Ознакомительная версия.
— Ну вот, теперь синяки опять будут, — ласково прошептала женщина, оглаживая его продолжающее стоять «орудие». — То-то ты как бешеный бык… Просто бык, и все…
— Она поцеловала его, а Колян лежал на спине и чувствовал спокойствие и блаженство; казалось, сейчас какая-то фраза «Я тебя люблю» — и он заплачет, разрыдается, будто маленький ребятенок, уткнувшись Оксанке в грудь… Но такой глупости она не говорила никогда. И не скажет. А он и подавно. А жаль.
Ворон встал, заглянул в умывальник, подхватил оставленную в прихожей сумку.
— Ты чего, есть не будешь?
— Пока не буду.
— Я и вареники приготовила, с поджарками, как ты любишь.
— Не, Ксюха, потом. Утром. Сейчас устал как зверь.
— В «скворечнике» ляжешь?
— Угу. Там воздух свежее.
— А то ко мне бы под бок.
— Завтра.
— Ну завтра так завтра.
Николай поднялся по скрипучей лесенке в крохотную пристройку, которую называл «скворечником», плотно задернул шторы. Вытянул из сумки пакет, из него — плотный увесистый пакетик. Чувствовал, как дыхание снова стало неровным. Когда-то он баловался кайфом и знал, что… Подстелил на столик чистую белую бумажку, достал бритвенное лезвие и, разом решившись, полоснул по плотно набитому пакету.
Немного порошка просыпалось на газету, он послюнявил палец, окунул в липкую массу, положил на кончик языка. Героин. Исключительной очистки.
Ворон откинулся на койку, ощущая во рту специфический привкус. Пошарил на столике, вытащил из пачки сигарету, взял зажигалку, чиркнул кремнем. Прикурил.
Долго смотрел на язычок пламени. Захлопнул крышку, огонек погас.
Он лежал и смотрел в потолок. Восемь пакетов. В каждом, если прикинуть, граммов четыреста. Вернее, четыреста граммов. Этот товар любит точный счет. Значит, три килограмма двести граммов. Качество отменное. Ну а общую сумму он может сосчитать и без калькулятора, если грамм этой «дури» на рынке стоит двести пятьдесят долларов. Если он, Ворон, ошибся, то только в сторону уменьшения.
Пожевал губами, стараясь явственнее ощутить привкус на кончике языка…

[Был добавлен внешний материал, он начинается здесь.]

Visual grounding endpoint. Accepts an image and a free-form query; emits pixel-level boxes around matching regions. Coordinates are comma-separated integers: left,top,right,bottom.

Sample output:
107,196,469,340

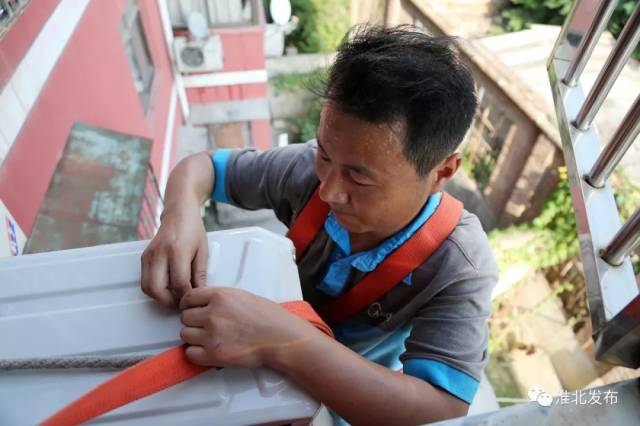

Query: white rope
0,355,149,371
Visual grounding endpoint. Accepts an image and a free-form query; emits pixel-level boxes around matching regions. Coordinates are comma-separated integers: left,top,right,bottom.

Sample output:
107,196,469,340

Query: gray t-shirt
213,141,497,403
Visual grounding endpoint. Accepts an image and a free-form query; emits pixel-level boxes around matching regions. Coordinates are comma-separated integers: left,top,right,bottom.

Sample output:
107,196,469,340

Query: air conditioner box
173,35,224,73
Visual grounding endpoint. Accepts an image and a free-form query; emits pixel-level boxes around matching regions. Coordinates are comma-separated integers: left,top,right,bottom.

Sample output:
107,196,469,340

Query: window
0,0,31,37
167,0,263,29
120,0,153,111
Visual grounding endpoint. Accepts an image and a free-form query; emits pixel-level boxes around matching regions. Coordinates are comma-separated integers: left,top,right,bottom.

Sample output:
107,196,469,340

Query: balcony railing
548,0,640,368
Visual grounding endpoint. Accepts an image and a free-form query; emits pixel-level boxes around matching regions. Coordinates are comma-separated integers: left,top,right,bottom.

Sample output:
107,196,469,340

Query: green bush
500,0,640,59
489,167,640,271
287,0,350,53
272,68,328,143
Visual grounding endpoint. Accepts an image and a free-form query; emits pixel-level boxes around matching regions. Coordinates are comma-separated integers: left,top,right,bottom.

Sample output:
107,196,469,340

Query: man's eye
350,175,374,186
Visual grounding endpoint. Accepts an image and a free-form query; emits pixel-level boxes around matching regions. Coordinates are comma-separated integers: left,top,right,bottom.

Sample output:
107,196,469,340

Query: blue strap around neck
316,192,442,297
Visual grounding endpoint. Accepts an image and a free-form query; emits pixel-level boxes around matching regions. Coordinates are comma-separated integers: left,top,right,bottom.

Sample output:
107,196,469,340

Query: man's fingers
191,241,209,287
180,287,215,310
169,253,191,300
145,256,176,306
180,308,208,327
140,253,151,296
185,346,209,366
180,327,208,346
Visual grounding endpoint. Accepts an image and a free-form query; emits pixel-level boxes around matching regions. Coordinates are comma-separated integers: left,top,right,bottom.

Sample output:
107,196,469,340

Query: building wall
182,25,271,149
0,0,181,235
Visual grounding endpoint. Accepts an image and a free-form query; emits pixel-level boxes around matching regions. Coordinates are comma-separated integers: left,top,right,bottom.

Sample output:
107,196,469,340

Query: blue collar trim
316,192,442,297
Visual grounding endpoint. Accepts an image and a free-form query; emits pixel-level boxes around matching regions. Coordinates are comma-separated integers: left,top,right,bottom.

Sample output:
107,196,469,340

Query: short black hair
323,24,477,177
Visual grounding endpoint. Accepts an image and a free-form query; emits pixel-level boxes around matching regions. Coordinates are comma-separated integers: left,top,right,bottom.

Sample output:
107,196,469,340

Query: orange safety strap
287,191,463,324
41,301,333,426
287,189,329,262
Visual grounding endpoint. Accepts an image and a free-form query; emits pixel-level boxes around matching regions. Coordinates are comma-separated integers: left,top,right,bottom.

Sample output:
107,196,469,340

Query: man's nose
318,171,349,204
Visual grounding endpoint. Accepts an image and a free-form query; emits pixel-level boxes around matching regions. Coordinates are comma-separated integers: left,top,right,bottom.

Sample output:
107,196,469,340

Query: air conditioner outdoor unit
173,35,223,72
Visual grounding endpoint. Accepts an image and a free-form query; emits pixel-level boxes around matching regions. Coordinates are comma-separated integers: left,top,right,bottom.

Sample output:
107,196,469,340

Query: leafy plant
500,0,640,59
489,167,640,271
272,68,327,143
287,0,350,53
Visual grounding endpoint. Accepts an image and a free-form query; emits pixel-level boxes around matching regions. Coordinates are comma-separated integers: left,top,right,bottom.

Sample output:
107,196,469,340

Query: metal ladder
548,0,640,368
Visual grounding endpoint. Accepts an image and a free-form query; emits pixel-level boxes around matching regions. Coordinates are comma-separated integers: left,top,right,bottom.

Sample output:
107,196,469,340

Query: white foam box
0,228,328,425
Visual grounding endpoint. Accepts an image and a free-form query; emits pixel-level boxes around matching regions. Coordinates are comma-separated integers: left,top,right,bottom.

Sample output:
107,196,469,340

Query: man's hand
140,152,214,307
180,287,323,368
140,205,208,306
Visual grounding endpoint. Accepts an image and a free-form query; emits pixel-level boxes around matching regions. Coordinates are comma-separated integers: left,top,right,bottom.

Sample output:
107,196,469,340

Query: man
142,27,497,425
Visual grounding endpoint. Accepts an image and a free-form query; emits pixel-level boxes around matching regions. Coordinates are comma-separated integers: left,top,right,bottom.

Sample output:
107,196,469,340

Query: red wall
0,0,180,235
182,25,271,149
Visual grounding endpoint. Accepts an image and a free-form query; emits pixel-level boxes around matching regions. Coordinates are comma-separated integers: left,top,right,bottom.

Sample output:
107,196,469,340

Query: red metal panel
241,83,269,99
251,120,272,149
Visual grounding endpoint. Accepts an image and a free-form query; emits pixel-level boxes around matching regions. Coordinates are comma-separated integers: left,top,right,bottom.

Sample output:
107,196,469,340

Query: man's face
316,102,435,238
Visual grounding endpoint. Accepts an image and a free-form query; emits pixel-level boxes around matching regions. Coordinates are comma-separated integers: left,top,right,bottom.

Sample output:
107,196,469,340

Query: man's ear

Удивительной очистки «дерьмо». Сработали из азиатского сырья где-нибудь в здешнем НИИ хорошие лаборанты. Такой очистки на шаромыжку не добиться. Снова пожевал губами. От общей суммы кружилась голова и без всякого кайфа.
Сегодня был фарт. Вернее, Фарт! С заглавной буквы! То, что находится в этих пакетиках… Это будет… Николай снова пожевал губами, и как он ни старался, сосчитать не мог. Выругался, спустился вниз, взял старый задроченный калькулятор, с каким Оксанка приторговывала всяким тряпьем на рынке, вернулся и нажал поистертые кнопочки…
Как он ни был готов, цифра его поразила.
Восемьсот тысяч долларов! Восемьсот тысяч! Долларов! Лежат на полу в «скворечнике»! Сейчас, когда любой отморозок за пару штук «зелени» кончает молотком престарелую старушку, будто она и человеком никогда не была! Восемьсот тысяч долларов!
Это был Фарт!
Ворон снова стал тискать истертые клавиши счетной машинки. Даже если взять самую низкую, даже оптовую цену куда более грязного «дерьма», чем это, цена улетает за полмиллиона долларов. Влегкую.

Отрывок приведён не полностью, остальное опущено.